Basic power line can be devised: $$ \begin{aligned} i^0 &= 1 \\ i^1 &= i \\ i^2 &= -1 \\ i^3 &= i^2 \times i = (-1)(i) = -i \\ i^4 &= i^3 \times i = (-i)(i) = (-1)(i)(i) = (-1)(-1) = 1 \\ i^5 &= i^4 \times i = 1 \times i = i \\ i^6 &= i^5 \times i = -1 \\ i^7 &= i^6 \times i = -i \\ i^8 &= i^7 \times i = 1 \\ \end{aligned} $$

Results can be summarised in following table:

$i^1$ | $i^2$ | $i^3$ | $i^4$ | $i^5$ | $i^6$ | $i^7$ | $i^8$ |
---|---|---|---|---|---|---|---|

$i$ | $-1$ | $-i$ | $1$ | $i$ | $-1$ | $-i$ | 1 |

Hence it appearst that powers of $i$ cycle through the sequence of $i, -1, -i, 1$.

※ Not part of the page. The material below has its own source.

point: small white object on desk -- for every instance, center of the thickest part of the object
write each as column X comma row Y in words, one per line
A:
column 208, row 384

Properties of exponents can be used to devise larger powers of $i$, e.g.: $$ i^{20} = i^{4\times5} = (i^4)^5 = 1^5 = 1 $$ Hence: $$ i^{20} = 1 $$

The fact that $i$ raised to a multiple of $4$ is $1$ (along with properties of exponents) can be used to find large powers of $i$.

## Roots of negative numbers

Square roots of negative numbers can be simplified followingly: $$ \sqrt{-20} = \sqrt{-1 \times 4 \times 5} = i\sqrt{4 \times 5} = 2i\sqrt{5} $$

## $i$ as the principal root of $-1$

Consider following application of the $\sqrt{ab} = \sqrt{a} \times \sqrt{b}$ rule on the $i$:

GIven $i = \sqrt{-1}$ I can state:
$$
-1 = i \times i = \sqrt{-1} \times \sqrt{-1} = \sqrt{-1 \times -1} = \sqrt{1} = 1
$$
Which is obviosly not truthy. In reality the $\sqrt{ab} = \sqrt{a} \times \sqrt{b}$ rule **cannot be applied** when both $a$ and $b$ are negative.

# Complex numbers

Combination of real and imaginary numbers, e.g. $z = 5 + 3i$ which has following parts: Real: $$ Re(z) = 5 $$ Imaginary: $$ Im(z) = 3 $$

The number can be plotted with $Re$ on $x$ axis and $Im$ on $y$ axis:

More formally a complex number is any number that can be written as $a + bi$.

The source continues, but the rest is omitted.